# A question on Electromagnetic theory

1. May 11, 2014

### Shan K

Hi,
In EM theory to derive the 'wave equation for electric field in a conducting medium' we make ρfree to be zero, but we still use σ to be nonzero.
My question is why we are doing this ?
σ denotes the conductivity of the material and a material can not conduct if it has no free carriers.
So a non zero σ always implies a non zero free carrier. And ρfree is defined to be the charge density which does not take part in polarization, like the free carriers in the metal.
Thank You

2. May 11, 2014

### iScience

i'm still learning e&m myself. but to my knowledge, within conductors, the free charge carriers end up on the outside of the conductor making ρinside=0. but ρinside is essentially ρfree since ρ refers to a volume charge density.

i may very well be mistaken, but based on the context, i'm going to assume that σ should not be the conductivity; i think the σ in whatever you were looking at was referring to the surface charge density. if it is a conductor we are dealing with, then i don't think σfree should be zero since, if i'm not mistaken, conduction happens to be surface phenomenon simply due to the fact that free charges end up on a conductor's surface to minimize the energy of the charge configuration.

3. May 11, 2014

### clem

In a perfect conductor, all free charges are on the surface.

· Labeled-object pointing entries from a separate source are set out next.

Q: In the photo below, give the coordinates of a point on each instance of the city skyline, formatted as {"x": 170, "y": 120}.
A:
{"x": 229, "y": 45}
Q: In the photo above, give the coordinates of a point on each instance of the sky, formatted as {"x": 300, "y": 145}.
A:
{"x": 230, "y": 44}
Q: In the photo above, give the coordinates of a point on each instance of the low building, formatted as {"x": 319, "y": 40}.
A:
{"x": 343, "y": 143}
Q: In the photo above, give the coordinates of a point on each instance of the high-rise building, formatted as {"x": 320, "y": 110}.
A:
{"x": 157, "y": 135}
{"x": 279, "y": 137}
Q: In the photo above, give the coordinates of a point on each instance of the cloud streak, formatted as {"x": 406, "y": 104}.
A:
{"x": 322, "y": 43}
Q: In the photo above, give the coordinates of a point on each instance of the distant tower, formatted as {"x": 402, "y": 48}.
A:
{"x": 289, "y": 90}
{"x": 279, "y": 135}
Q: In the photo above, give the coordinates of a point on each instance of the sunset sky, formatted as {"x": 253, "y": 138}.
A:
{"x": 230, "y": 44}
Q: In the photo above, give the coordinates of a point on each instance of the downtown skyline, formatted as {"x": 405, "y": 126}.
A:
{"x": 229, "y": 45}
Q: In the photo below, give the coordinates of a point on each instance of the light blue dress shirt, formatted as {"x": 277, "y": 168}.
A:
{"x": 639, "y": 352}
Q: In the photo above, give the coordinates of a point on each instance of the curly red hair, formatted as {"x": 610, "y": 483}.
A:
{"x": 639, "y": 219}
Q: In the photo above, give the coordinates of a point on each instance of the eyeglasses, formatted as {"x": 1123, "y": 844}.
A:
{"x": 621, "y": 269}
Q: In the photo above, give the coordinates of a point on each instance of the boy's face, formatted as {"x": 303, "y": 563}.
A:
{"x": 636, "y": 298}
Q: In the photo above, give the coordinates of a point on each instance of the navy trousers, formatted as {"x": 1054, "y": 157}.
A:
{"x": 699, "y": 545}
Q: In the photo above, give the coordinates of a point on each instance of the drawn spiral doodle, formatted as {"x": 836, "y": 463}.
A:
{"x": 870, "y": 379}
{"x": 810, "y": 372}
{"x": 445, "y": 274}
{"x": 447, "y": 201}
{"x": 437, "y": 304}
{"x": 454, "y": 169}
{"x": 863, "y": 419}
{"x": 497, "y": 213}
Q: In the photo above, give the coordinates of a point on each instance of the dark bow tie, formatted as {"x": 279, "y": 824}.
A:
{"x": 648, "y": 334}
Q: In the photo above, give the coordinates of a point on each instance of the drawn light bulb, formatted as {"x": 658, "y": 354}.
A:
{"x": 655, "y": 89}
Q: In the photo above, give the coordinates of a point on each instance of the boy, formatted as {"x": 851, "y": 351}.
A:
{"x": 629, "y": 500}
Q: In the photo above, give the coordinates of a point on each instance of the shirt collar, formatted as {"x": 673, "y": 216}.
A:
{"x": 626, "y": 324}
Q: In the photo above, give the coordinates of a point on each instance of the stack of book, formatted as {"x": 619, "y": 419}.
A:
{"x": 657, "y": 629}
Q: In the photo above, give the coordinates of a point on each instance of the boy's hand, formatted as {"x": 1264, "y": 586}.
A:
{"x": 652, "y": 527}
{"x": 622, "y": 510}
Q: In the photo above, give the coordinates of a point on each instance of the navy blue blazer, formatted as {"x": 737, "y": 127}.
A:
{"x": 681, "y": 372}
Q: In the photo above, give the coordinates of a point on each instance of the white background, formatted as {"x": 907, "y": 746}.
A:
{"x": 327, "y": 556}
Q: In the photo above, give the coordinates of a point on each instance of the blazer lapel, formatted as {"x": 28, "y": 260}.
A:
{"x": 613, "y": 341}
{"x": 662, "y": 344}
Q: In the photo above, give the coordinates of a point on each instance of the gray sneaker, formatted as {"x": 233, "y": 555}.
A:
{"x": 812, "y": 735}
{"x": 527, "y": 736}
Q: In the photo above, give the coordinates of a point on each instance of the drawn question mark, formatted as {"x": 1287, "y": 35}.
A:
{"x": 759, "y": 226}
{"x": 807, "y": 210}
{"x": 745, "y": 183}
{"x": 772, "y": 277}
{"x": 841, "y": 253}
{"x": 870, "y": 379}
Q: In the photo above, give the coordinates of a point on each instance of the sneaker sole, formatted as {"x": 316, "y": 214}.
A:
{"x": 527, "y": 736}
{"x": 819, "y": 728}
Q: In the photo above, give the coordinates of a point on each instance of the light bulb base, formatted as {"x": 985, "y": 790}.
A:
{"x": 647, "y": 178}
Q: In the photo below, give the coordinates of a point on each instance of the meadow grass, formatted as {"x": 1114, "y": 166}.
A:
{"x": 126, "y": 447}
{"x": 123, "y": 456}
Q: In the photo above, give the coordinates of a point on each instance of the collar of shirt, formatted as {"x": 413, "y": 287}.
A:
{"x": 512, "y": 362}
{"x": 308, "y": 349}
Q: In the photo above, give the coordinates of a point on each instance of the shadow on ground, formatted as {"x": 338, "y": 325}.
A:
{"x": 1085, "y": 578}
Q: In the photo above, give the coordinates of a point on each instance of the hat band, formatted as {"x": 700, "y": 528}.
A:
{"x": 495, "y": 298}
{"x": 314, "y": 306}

With finite conductivity, signa, there is a current inside the material with j=sigma E.

4. May 11, 2014

### Shan K

σ is the conductivity of the material. It is related to the current density by j=σE.
Where j is the conduction current density inside the material, and E is the applied electric field.

5. May 11, 2014

### Shan K

So why we are assuming ρfree to be zero for conductors?

6. May 11, 2014

### iScience

well adapt the equation to the problem's dimension: use K (surface current density) instead of J (volume current density)

7. May 11, 2014

### Shan K

It is correct as far as I know. I think you are taking about the equation K=σv, where σ is the surface charge density.

8. May 11, 2014

### ChrisVer

Because there is no free charge density in the conductors... all the free charges move on the surface.
Otherwise, if you had free charge densities, you'd need to have electric field within the conductor, which is not the case.

9. May 11, 2014

### phyzguy

It is possible to have a finite (even very large) conductivity but have rho = 0. Since you have two charge carriers, all that is needed is that the charge densities of the positive and negative charge carriers are equal. In a metal, for example, if the charge density of the electrons is equal to the background charge density of the positive ions, then rho = 0. Similarly, a plasma can have very high conductivity, but zero charge density. The ideal equations of magnetohydrodynamics basically assume that the charge density of the plasma is zero and the conductivity of the plasma is infinite. The two charge carriers move in opposite directions to support the current flow.

10. May 11, 2014

### Shan K

Are this rho and ρfree equal?
Do the stationary ions contribute in ρfree?

11. May 11, 2014

### ChrisVer

Do you know what is $\rho_{free}$?

12. May 11, 2014

### Shan K

Yaa, ρfree is the free charge carrier. They do not contribute in the polarization of a material. They contribute to the free current density.

13. May 11, 2014

### ChrisVer

So if you look at Griffith's introduction to electrodynamics, there is a good reasoning why you put $\rho_{free}=0$
The main idea is that the continuity equation for a conductor is written as:
$\dot{\rho}_{free}= -\frac{\sigma}{\epsilon} \rho_{free}$
The solution of this is:
$\rho_{free}(t)= e^{-(\frac{\sigma}{\epsilon})t} \rho(0)$
So if you add in the conductor some initial free charge $\rho(0)$, it dissipates in a characteristic time $\tau=\frac{\sigma}{\epsilon}$
For a conductor the $\sigma$ is large or taken infinite... thus the free charge disappears very fast (it goes on the edges/surface of the conductor). So there is no mistake to take that it's zero (it becomes zero instanteously) or you can just wait for it to become zero...

14. May 11, 2014

### Shan K

But what about the free electrons present in the conductor will they not contribute to the ρfree. So as long as free electrons are present how can we make ρfree = 0

15. May 11, 2014

### ChrisVer

They all go on the surface....

16. May 11, 2014

### ChrisVer

Also about your ions question, the deal is that ions don't move... But you can see the absence of an electron as a moving positive charge towards the other way (hole)...

17. May 11, 2014

### Shan K

Yaa, but they don't leave the conductor. So as a whole the conductor should have ρfree, may be on the surface of the conductor, isn't it ?

18. May 11, 2014

### ChrisVer

and how are you supposed to define a volume density $\rho$ for something that only exists on a surface?
Inside the conductor, there are no free charge densities, otherwise they would create an electric field. Then because of that electric field, the charges would again move so that they would immediately cancel it.
Then Gauss's law will again give you 0 free charge densities
Conductors as a whole, yes, they can have a charge...

19. May 11, 2014

### Shan K

Great, many many thanks to you friend. I have got it.